Many nursing and residential care establishments will have infection control guidelines. These may be locally agreed and written with the expertise of the community infection control nurse (CICN) and the consultant in communicable disease control (CCDC) or national guidelines (Department of Health, 1996) adapted for local use.

The guidelines are often used as reference documents. Care staff require regular updates and training in infection control practice and procedure to make the documents come to life and become applicable to everyday practice. Training resources to support the guidelines is sadly lacking in many care establishments. This training pack will be a useful resource for those becoming involved in training in nursing and residential care establishments.

This training resource is published by EA Publications in conjunction with the Infection Control Nurses' Association. The authors are specialist community infection control nurse advisers with a wealth of experience in community care settings. This is reflected in the information provided.

The pack is produced in a A4-sized ringbinder incorporating overhead transparencies. The acetates are also produced in hard copy 'story board' format for those homes without overhead projection facilities.

The pack is intended for use by senior staff (trainers, matrons and infection control link workers) in residential and nursing care establishments. Community infection control nurses will also find this resource useful when providing training in nursing and residential home settings or running infection control link worker courses.

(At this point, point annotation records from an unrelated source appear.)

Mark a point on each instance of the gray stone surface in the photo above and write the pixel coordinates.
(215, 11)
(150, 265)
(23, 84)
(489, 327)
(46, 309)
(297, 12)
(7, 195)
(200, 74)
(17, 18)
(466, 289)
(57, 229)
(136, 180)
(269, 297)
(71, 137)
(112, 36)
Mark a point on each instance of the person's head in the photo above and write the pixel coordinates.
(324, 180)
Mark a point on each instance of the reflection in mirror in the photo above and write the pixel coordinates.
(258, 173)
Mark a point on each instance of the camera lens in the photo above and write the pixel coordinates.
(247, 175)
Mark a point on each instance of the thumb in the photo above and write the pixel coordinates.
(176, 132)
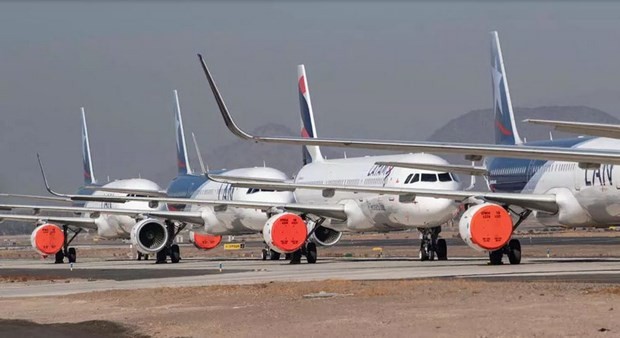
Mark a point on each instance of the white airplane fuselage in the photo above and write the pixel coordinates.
(378, 212)
(586, 197)
(115, 225)
(236, 220)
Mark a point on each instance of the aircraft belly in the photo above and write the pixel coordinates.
(115, 226)
(602, 203)
(235, 221)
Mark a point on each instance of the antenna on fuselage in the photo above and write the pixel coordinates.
(202, 165)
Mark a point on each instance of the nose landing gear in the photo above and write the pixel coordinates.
(431, 246)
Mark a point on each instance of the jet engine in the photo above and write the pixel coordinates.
(47, 239)
(204, 241)
(325, 237)
(149, 235)
(285, 232)
(486, 227)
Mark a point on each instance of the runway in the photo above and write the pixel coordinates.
(115, 275)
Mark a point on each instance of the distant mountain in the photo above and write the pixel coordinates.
(477, 125)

The pack comprises six sections: risk factors for infection, basic microbiology and spread of infection, basic infection control practices, common and important infections and their management, organisation and management issues and statutory requirements and standards.

There is also a comprehensive further reading section referencing relevant legislation and reports.

With material for approximately eight hours' training, sections can be delivered individually or as a complete course to suite the needs and time resource of the care establishment.

The training notes accompanying each section are short, highlighting important points only. The trainer will probably have to do some reading on the subject matter in order to be able to deliver the sections with confidence. The notes are on cards, each with a number corresponding to the transparency to be shown.

The transparencies are clear, colourful and entertaining with the use of caricatures to depict the messages to be conveyed. The revision sheets included in sections one to four can be a useful aide memoir for learners. The sheets could also be easily adapted and used in quiz format. If learners answer questions before and after the education session the responses can be compared and used as a measure of information retained. It will also provide an evaluation of the usefulness of the session for the trainer.

The handouts that support sections two, three and four can be photocopied and kept for future reference. They are clear and concise, although not particularly eye-catching. Included in section four are handouts on the management of specific infections. These sheets make reference to the recognition of an outbreak, the reporting mechanisms and the importance of adhering to local communicable disease and infection control policy.

There is no mention of regularly updating the pack in line with changes in practice and the evidence base, and so it is important to emphasise its use in conjunction with local and national infection control policy and guidelines.

In summary, this is a good infection control training resource for use in nursing and residential care home settings. It may be usefully employed as an infection control element in infection control link worker courses. There is also potential for utilising the pack for National Vocational Qualification courses, therefore making the information accessible to more learners.